2. En amont : anticiper et pacifier les tensions contractuelles
Les « Comités d’examen des différends » et autres mécanismes de contrôle et pilotage contractuels sont classiques dans les contrats à long terme et exécution successive. Il s’agit de traiter le plus en amont possible, les incompréhensions et tensions.
Le recours à la médiation (qu’il existe ou pas de clause contractuelle), avant ou pendant la renégociation, peut être judicieux. On connait ses avantages (faible coût, souplesse, choix du médiateur, confidentialité, solutions gagnantes-gagnantes, maintien de la relation contractuelle…). Il faut y avoir recours et savoir la suggérer, au bon moment.
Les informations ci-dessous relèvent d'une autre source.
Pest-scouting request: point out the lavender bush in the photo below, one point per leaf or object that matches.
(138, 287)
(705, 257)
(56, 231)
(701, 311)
3. Le contentieux et pré contentieux
En demande
Il faut d’abord opérer un bilan coûts/avantages d’une action en révision, en fonction de plusieurs paramètres : juridique, économique, financier, de l’urgence, du tribunal compétent.
Il est essentiel de bien préparer son dossier et notamment les rapports d’expertise, pièces convaincantes prouvant la réalité du préjudice, de l’imprévisibilité du bouleversement, du déséquilibre.
Il est judicieux d’adresser en amont un ou plusieurs courriers circonstanciés à son cocontractant pour rester du bon côté de la bonne foi, ne pas sembler le prendre en otage ou par la gorge.
En défense
Attention aux risques d’instrumentalisation et de bluff de demandeurs agitants des menaces de révision utilisées comme levier de négociation. « Ne jamais avoir peur de négocier, ne jamais négocier dans la peur » (Kennedy).
Le problème pratique, logistique en défense, c’est l’urgence subie. Une demande de renvoi, même en référé, est possible, mais tout dépendra de l’urgence, réelle ou plaidée. Il importe de commencer à se préparer le plus vite possible en anticipant une possible action en révision de l’adversaire.
Pendant la renégociation ou le contentieux de révision, le contrat continue à s’appliquer. Jouer la montre peut être une tentation…et une bonne solution !
En tout état de cause, dans le doute, il ne faut jamais hésiter à prendre attache avec un conseil spécialisé, qu’il s’agisse de relire, valider un projet de clause, une formulation ambiguë, mettre en place une négociation, ou une stratégie judiciaire.